My DH liost our 4yo DS in Epcot....I am telling my story to let you know that is your kid does get lost, it's not the end of the world. Chances are, you WON'T lose him, so please stop worrying about it. Here is my story.....

We took DH's parents with us in 2004. We were there for Thanksgiving, and MIL wanted to get her sister a tea set that has the little cups to set the tea bags on, for Christmas. She couldn't find them anywhere around here. I told her that I am sure they probably sold them in the gift shop in the UK. So, before we left for the day, I sent DH off with the kids and papa to ride the Maelstrom in Norway. Our plan was to meet at Spaceship Earth, and leave.

When MIL found what she was looking for and was done shopping, I called DH to see where they werer at as we headed in the direction of Spaceship earth.Dh seemed very annoyed, and I asked him when he was planning on heading over. He replied..."Well, I need to find Danny first!" WHAT??? He got seperated from DH in the crowd coming out of the ride. I asked DH how long he had been missing, he said ten minutes. TEN MINUTES!!! I told him I was coming over, and he screamed at me to stay there. He didn't need me. (He knew I was going to make mince meat out of him). Confused and scared, MIL and I head to Spaceship earth. I didn't know what the hell to do. DH had told me not to report him missing, as he was sure he would find him any second. The security office is right next door to Spaceship Earth, so I went in. I stood in line like a patient person, while the whole time I wanted to scream "HURRY UP!! MY KID IS MISSING!!! as I listened to people complain that they couldn't get a fastpass for two rides at the same time!!! It was finally my turn, I went up to the girl, and all I could get out was "My four year old is missing." Then my throat tightened up, and I knew if I said another word, I was going to start bawling. She could tell I was in no shape to talk, so she handed me a pad of paper, and I wrote down his age, his description, and what he was wearing. She picked up the phone and I could only hear her side of the conversation, I don't know who she called but she told the person that little 4 year old Danny was missing, what he looked like and what he was wearing. I heard he say thank you, with a smile. She hung up and told me to head over to the babycare center, they had him there. OH THANK THE GOOD LORD, JESUS!!!
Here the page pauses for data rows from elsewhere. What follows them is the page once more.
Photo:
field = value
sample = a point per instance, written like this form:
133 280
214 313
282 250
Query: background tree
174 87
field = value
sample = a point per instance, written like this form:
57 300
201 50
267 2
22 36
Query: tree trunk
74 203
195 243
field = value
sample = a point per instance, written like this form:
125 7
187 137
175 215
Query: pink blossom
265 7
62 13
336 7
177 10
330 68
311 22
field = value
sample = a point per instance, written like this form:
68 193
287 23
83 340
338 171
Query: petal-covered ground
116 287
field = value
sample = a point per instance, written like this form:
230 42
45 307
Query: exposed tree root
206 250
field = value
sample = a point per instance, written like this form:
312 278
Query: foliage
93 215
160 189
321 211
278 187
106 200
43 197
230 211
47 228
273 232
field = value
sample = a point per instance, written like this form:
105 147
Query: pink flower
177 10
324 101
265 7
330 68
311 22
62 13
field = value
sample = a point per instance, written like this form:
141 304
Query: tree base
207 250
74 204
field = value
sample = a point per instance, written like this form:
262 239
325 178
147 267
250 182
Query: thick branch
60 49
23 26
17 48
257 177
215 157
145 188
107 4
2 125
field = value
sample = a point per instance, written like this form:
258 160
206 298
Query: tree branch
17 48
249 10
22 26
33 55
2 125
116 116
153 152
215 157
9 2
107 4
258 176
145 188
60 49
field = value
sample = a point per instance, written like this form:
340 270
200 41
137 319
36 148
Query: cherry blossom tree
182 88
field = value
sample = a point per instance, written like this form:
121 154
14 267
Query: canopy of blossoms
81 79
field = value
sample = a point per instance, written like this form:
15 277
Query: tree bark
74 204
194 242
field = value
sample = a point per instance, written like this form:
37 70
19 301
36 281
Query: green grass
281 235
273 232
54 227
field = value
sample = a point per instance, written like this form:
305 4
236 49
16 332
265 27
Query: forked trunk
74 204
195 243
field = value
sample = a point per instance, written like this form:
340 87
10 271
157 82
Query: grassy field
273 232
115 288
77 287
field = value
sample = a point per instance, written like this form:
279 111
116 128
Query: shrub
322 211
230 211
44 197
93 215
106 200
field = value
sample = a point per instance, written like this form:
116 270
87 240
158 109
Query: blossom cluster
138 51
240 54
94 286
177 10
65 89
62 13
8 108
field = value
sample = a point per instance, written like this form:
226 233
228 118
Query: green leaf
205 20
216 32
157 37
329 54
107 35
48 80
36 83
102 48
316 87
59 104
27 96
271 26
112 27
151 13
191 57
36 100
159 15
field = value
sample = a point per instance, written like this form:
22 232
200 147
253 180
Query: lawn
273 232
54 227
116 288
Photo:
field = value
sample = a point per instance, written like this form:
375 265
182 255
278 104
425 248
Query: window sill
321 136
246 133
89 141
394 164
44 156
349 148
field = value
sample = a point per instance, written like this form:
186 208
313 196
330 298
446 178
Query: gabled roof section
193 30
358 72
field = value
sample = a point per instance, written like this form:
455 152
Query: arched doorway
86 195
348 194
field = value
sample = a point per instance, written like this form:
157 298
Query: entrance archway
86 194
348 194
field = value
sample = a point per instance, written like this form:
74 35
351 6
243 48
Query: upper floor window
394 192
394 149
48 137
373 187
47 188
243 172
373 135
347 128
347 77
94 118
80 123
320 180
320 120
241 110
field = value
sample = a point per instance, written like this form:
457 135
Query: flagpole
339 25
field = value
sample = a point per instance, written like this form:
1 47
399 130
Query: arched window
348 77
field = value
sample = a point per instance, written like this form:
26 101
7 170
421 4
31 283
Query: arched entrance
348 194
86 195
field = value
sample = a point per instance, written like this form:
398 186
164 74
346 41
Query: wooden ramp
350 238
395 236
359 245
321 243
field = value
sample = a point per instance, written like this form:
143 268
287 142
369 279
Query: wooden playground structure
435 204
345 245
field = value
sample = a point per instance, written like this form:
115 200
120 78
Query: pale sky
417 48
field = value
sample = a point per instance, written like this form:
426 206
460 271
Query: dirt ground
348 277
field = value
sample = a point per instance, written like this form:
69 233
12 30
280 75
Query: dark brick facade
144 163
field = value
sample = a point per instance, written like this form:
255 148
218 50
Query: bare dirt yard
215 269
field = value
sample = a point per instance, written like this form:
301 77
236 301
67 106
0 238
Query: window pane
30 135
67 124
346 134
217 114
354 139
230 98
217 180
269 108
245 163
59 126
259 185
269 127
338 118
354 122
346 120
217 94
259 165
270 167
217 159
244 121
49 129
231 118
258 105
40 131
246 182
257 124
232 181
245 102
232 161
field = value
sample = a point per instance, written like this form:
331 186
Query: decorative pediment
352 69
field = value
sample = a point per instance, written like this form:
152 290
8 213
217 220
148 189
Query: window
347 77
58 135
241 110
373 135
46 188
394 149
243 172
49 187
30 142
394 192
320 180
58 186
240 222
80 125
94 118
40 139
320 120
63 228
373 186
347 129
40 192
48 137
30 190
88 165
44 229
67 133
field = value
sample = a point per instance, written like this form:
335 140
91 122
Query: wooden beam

I came out, and poor MIL was in her ECV. I told her to please sit on the little wall they had. She got up, and I hopped on and screamed over there. I managed to manuever around people pretty good, but I swear I would of flattened them if I had to! AS I turned into the babycare center on tow wheels, there were two couples walking towards me. They said I must be Danny's mom. Yes I was. They were just coming to check on him, because they found him, and they wanted to see if he found his family yet. I couldn't thank them enough! DH had also found his way there, as he was walking up behind them. We could see Danny playing with a cool train set, happy as a clam. I walked in and as soon as he saw me, we both started bawling like babies. (Ok, so he was a baby, LOL). He was missing for a toal of about twenty minutes.

Now, I tell you this not to scare you, but to let you know that Disney has a protocol for missing kids. The couples that found Danny brought him to a security guard, who took him to the babycare center. When I reported him missing, the girl calmly called over there first, to see if he was there, and he was. It was the scariest twenty minutes of my life, but if my kid is going to be speperated from me, I am glad we were in Disney!